Friday, August 14, 2009

Will currency destruction save us?

According to a press release of August 12, 2009, the Fed is under the impression that its "policy tools," along with other government interventions, are bringing the recession to an end. To wit,
Although economic activity is likely to remain weak for a time, the [Federal Open Market] Committee continues to anticipate that policy actions to stabilize financial markets and institutions, fiscal and monetary stimulus, and market forces will contribute to a gradual resumption of sustainable economic growth in a context of price stability.
The Fed's Beige Book for July 29, 2009, prepared by the Boston Fed, says that
Reports from the 12 Federal Reserve Districts suggest that economic activity continued to be weak going into the summer, but most Districts indicated that the pace of decline has moderated since the last report or that activity has begun to stabilize, albeit at a low level.
The one bright spot for those hoping for a real recovery was that most Fed Districts "reported sluggish retail activity" and that "Consumer spending in the early summer remained below previous-year levels in most Districts, as households continued to be price conscious."

Why is this a good sign?

Peter Schiff explains:
To return our economy to health, we must first allow market forces to ring out the excesses of the bubble years.
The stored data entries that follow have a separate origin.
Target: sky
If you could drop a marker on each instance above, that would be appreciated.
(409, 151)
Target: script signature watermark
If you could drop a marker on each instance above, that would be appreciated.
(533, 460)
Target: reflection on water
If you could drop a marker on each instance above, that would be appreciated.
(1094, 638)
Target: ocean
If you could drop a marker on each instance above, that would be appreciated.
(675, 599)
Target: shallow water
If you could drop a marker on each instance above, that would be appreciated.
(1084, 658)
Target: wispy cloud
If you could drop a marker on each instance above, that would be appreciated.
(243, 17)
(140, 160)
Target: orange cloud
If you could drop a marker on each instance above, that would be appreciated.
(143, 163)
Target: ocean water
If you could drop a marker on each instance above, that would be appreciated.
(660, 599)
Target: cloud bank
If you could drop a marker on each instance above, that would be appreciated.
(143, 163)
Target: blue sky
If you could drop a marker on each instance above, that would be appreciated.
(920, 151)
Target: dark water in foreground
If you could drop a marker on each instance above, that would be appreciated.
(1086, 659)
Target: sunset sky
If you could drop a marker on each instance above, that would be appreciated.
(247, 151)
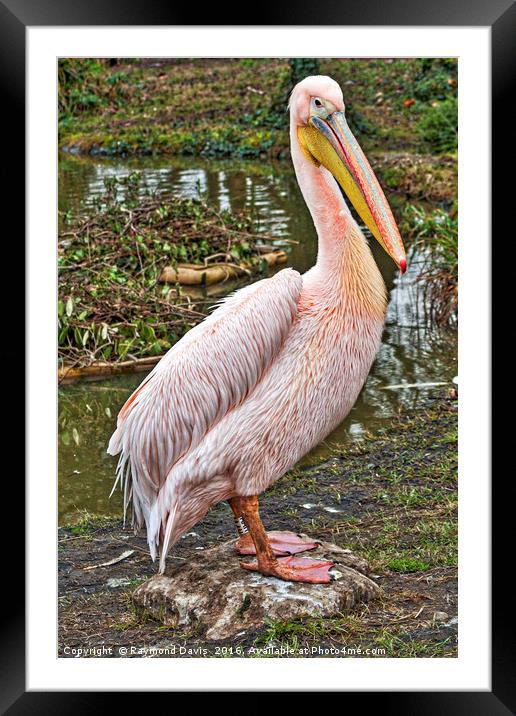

Even government economists acknowledge that this decade’s spending boom resulted from a combination of asset bubbles and the dangerous overextension of consumer credit. Yet the same economists balk at the logical need for spending to drop now that the stimuli are no longer in effect. They argue for the resumption of spending by any means, regardless of its ultimate cost.
To restore economic health, he says, Americans must "stop shopping, live within their means, and replenish their savings."
But rather than accepting the market’s medicine, our government is overriding its own citizens’ responsible behavior. To do so, it has put borrowed money into consumers’ pockets, and then conjured various incentives for them to go out and spend it. This process requires more government bureaucracy, more debt, and more regulation at a time when we can’t afford any of it.
All the government's "incentives" and the Fed's "tools" are only possible because of the fiat paper currency that by law we're forced to accept. If money and banking were subject solely to free market forces, there would be no "dangerous overextension of consumer credit." Banks that tried would go belly-up. But government wants a money it alone can create at will, and the banks want a lender of last resort to bail them out when reckoning day arrives. Sound money and full-reserve banking have no part in this play.